AMERICAN PRODUCTIVITY lurched downward last spring, and the statistics set off new ripples of anxiety about the economic future. This latest drop is the result of the recession, but it follows a decade of deteriorating performance. When labor productivity does not rise -- and it hasn't risen for several years --a wage increase for anyone is inflationary unless it's balanced by a wage cut for someone else. Only a rise in productivity can generate wage increases that are not inflationary. Until productivity begins to grow again, the prospects for controlling inflation will remain poor.

What can public policy do to induce higher productivity? The debate is currently focused on tax incentives for investment. The right kind of tax cut would make an important contribution.
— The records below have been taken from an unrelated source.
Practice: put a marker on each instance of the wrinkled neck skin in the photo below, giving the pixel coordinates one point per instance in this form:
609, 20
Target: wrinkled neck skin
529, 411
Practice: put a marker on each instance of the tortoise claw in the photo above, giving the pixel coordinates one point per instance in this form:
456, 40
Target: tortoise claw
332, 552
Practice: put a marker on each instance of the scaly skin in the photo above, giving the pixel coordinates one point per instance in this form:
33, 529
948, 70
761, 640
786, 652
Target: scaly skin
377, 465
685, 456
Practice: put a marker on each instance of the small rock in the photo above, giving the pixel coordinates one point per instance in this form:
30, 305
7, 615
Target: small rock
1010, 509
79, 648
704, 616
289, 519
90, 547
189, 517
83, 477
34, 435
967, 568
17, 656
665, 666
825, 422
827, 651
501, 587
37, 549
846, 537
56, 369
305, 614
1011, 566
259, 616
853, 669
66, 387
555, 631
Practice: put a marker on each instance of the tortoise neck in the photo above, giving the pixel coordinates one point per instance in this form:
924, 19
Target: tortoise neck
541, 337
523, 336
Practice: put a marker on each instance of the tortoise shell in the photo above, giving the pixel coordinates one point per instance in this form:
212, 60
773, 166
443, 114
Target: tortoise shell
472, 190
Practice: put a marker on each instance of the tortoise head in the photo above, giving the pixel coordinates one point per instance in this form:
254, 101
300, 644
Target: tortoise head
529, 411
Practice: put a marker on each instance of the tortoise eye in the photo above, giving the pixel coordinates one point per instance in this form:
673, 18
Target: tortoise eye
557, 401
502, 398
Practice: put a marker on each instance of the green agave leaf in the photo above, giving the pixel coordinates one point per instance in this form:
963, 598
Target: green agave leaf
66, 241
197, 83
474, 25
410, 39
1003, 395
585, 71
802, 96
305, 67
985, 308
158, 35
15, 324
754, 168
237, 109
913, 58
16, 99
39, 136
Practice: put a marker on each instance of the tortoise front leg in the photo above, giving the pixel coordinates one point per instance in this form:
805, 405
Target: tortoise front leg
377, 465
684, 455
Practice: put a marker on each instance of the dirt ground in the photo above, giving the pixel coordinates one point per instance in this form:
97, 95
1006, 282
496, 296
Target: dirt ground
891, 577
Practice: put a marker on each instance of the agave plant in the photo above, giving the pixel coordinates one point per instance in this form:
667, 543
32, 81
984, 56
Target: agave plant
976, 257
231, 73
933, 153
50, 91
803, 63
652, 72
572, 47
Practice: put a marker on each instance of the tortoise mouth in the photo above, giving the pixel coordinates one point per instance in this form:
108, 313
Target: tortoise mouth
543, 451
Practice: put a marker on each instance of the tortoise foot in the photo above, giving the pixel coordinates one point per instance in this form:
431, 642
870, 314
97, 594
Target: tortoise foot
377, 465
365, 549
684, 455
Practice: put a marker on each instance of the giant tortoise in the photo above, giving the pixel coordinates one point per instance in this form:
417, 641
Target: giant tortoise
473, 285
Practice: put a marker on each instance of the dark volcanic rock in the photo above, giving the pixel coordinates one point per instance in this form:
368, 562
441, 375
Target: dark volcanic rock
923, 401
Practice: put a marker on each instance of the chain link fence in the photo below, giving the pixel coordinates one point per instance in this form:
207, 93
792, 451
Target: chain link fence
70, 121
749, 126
But it's not enough. Even greater investment could raise productivity only slowly -- perhaps one-tenth or two-tenths of a percentage point a year. Sustained over a number of years, that could build up to an impressive improvement. But it won't happen quickly or dramatically.

There are other factors that affect productivity even more strongly than business investment. No one knows in complete and exact detail what makes a country's economy more productive or why American productivity has now gone flat. But it's possible to identify the things that matter most. The economist Edward F. Denison of the Department of Commerce has published studies of American development since the 1930s, pointing to several crucial determinants. Education is a major contributor; without the rapid rise in educational levels in the past two decades, economic performance would have been much worse. Technology counts heavily. On that point, it's worth considering extending the investment tax credit to industrial research and development. There's no magic in spending more dollars on production equipment if the equipment is obsolete.

Expansion of markets is necessary. That's the reason for plunging more deeply into world trade, despite the impact of imports on some American industries. Labor has to keep moving. Up through the 1960s, American productivity was lifted steadily by the migration from farms into factories. That migration has now ended, and similar gains in the future depend on shifting labor from less efficient industries into more efficient ones. That's hard for the government to do. In the Chrysler case, it did just the opposite, shoring up a collapsing company to avoid pushing people out.

Productivity is merely a number that reflects the efficiency and sophistication of an economy as a whole. Cutting taxes to stimulate investment is one of the most immediate things to be done. But as candidates talk about it, voters might remember that the tax cut only begins the job of pushing up productivity -- and, much the same thing, the country's standard of living.